The method employs a two-stage training strategy: the first stage involves training two auto-encoder networks with the same architecture for each modality, while the second stage trains the CAM and a decoder. The CAM integrates features from both modalities into a fused feature, enhancing complementarity and reducing redundancy. The fused image is then generated by the decoder.
Experimental results demonstrate that the proposed method outperforms existing fusion networks, achieving state-of-the-art performance. The method is evaluated on two datasets, TNO and VOT-RGBT, using various metrics, including entropy, standard deviation, mutual information, and feature-based mutual information.

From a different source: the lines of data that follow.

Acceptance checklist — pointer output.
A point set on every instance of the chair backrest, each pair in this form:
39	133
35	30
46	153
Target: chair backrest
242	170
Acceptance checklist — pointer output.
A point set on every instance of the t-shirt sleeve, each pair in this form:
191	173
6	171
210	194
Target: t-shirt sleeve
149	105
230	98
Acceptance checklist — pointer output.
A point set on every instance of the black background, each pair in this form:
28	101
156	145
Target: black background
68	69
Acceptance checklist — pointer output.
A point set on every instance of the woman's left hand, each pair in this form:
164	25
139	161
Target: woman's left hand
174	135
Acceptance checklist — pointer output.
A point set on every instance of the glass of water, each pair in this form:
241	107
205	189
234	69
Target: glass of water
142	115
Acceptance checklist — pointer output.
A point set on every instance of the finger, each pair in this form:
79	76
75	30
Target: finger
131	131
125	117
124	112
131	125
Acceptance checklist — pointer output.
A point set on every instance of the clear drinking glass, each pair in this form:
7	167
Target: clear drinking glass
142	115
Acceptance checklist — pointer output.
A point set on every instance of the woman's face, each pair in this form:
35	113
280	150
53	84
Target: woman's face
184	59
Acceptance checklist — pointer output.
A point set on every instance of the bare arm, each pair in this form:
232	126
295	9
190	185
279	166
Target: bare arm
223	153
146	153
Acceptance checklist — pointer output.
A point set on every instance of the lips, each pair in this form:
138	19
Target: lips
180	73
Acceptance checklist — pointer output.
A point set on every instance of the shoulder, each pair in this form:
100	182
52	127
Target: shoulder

The results show that CrossFuse preserves more complementary information and enhances detail and salient features, making it a robust and efficient solution for multimodal image fusion.The paper "CrossFuse: A Novel Cross Attention Mechanism based Infrared and Visible Image Fusion Approach" by Hui Li and Xiao-Jun Wu introduces a novel cross-attention mechanism (CAM) for enhancing the complementary information between infrared and visible images. The authors address the challenge of integrating multi-sensor data into a single image, which often involves significant differences between infrared and visible modalities. Traditional cross-attention modules focus on correlation, but image fusion tasks require focusing on complementarity. To overcome this, the proposed CAM enhances the complementary information while reducing redundancy.
The method employs a two-stage training strategy: the first stage involves training two auto-encoder networks with the same architecture for each modality, while the second stage trains the CAM and a decoder. The CAM integrates features from both modalities into a fused feature, enhancing complementarity and reducing redundancy. The fused image is then generated by the decoder.
Experimental results demonstrate that the proposed method outperforms existing fusion networks, achieving state-of-the-art performance. The method is evaluated on two datasets, TNO and VOT-RGBT, using various metrics, including entropy, standard deviation, mutual information, and feature-based mutual information. The results show that CrossFuse preserves more complementary information and enhances detail and salient features, making it a robust and efficient solution for multimodal image fusion.